Major: Biological science

School affiliation: School of Arts and Sciences

Programs: Aresty – Research or Conference Funding Recipient

Other contributors: Gaetano T. Montelione and Monica Roth, Swapna Gurla, Sri Aiyer, Li-Chung Ma, Scott A. McCallum

Abstract: Murine Leukemia Virus (MLV) is a gammaretrovirus which can integrate its viral cDNA into the host genome, catalyzed by the viral integrase (IN). The MLV IN requires the nuclear envelope to disassemble to gain access to host DNA during mitosis. During this process the IN protein interacts with the host Chromosomal Bromodomain-Containing Protein 3 (Brd3 protein), which influences the site of viral integration. Previous studies have found that MLV IN binds with the ET domain of Brd3 protein through its C terminal domain (CTD). This interaction helps MLV IN integrate into actively transcribed regions of the chromosome.
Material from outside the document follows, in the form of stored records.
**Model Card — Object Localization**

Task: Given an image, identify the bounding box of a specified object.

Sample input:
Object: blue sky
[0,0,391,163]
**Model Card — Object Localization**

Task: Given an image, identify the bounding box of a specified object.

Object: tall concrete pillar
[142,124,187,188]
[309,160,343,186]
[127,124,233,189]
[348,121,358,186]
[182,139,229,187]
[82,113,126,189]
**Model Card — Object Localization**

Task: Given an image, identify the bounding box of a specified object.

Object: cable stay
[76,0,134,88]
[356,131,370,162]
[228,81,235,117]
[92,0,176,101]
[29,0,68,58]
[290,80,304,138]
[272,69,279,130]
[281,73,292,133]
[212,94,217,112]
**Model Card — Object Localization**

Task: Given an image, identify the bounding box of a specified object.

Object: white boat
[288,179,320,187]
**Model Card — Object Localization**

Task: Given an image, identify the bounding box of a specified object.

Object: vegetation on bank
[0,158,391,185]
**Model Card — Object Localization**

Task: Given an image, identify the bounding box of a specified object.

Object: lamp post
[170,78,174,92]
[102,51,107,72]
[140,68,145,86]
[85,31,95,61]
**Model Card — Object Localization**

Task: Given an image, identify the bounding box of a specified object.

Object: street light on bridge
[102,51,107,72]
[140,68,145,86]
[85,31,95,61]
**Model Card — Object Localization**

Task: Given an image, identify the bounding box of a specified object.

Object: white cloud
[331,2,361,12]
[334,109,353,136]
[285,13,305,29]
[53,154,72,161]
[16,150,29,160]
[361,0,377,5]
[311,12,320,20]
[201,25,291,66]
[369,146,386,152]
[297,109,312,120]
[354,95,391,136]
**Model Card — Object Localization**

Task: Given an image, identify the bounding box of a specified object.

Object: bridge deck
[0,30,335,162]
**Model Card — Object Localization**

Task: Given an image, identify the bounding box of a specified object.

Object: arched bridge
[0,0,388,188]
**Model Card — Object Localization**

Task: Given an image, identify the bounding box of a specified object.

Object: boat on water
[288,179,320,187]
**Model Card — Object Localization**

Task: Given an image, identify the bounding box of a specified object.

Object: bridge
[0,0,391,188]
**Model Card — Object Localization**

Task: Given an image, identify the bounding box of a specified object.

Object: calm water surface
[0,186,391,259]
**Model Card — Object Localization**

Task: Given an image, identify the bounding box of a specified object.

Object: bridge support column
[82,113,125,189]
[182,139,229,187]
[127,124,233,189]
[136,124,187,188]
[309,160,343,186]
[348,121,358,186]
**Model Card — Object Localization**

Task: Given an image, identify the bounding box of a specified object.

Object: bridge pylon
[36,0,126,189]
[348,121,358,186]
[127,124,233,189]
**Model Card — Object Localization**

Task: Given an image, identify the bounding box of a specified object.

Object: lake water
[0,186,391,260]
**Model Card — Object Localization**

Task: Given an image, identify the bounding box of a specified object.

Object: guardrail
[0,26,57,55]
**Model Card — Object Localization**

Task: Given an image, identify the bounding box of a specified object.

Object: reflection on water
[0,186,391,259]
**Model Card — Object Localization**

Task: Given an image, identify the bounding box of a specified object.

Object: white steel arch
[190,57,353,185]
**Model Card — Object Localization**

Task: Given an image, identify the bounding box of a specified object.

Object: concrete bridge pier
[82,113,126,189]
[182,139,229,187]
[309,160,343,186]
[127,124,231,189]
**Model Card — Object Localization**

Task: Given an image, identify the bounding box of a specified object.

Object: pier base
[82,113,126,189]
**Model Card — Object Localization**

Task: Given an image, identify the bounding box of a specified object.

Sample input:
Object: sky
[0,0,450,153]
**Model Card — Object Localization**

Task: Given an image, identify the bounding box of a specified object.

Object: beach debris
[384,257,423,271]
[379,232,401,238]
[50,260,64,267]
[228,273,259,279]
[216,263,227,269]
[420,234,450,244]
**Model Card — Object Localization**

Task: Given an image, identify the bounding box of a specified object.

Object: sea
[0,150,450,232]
In order to better understand how MLV IN CTD facilitates integration site selection when interacting with the Brd3 ET domain, we studied the conformational dynamics of the complex formed between MLV IN CTD and Brd3 protein. As part of this study we also explored new approaches for Residual Dipolar Coupling (RDC) measurements, to further refine the accuracy of the Brd3 ET protein structure determined by NMR methods. Finally, we studied the interaction between Brd3 ET and Human Nuclear Receptor Binding SET Domain Protein 3 (NSD3) to compare the structure of this complex and the one formed between Brd3 ET and MLV IN. In studying the structure of the Brd3 ET-MLV IN CTD complex, we characterized a 10-residues linker region in the MLV IN CTD. This linker has limited flexibility. Our results indicate that the limited flexibility of the linker region might facilitate the anchoring of the Brd3 ET domain and orienting the MLV integrase near the preferential integration sites on the chromosomal complexes. Our study provides novel information about the mechanism of MLV gene integration, revealing for the first time a potential role for the unstructured linker region in the biological process. More importantly, our findings provide fundamental structural biology data that will inform the design of small molecule inhibitors to regulate the MLV integration and for developing the MLV-based vector for gene therapy.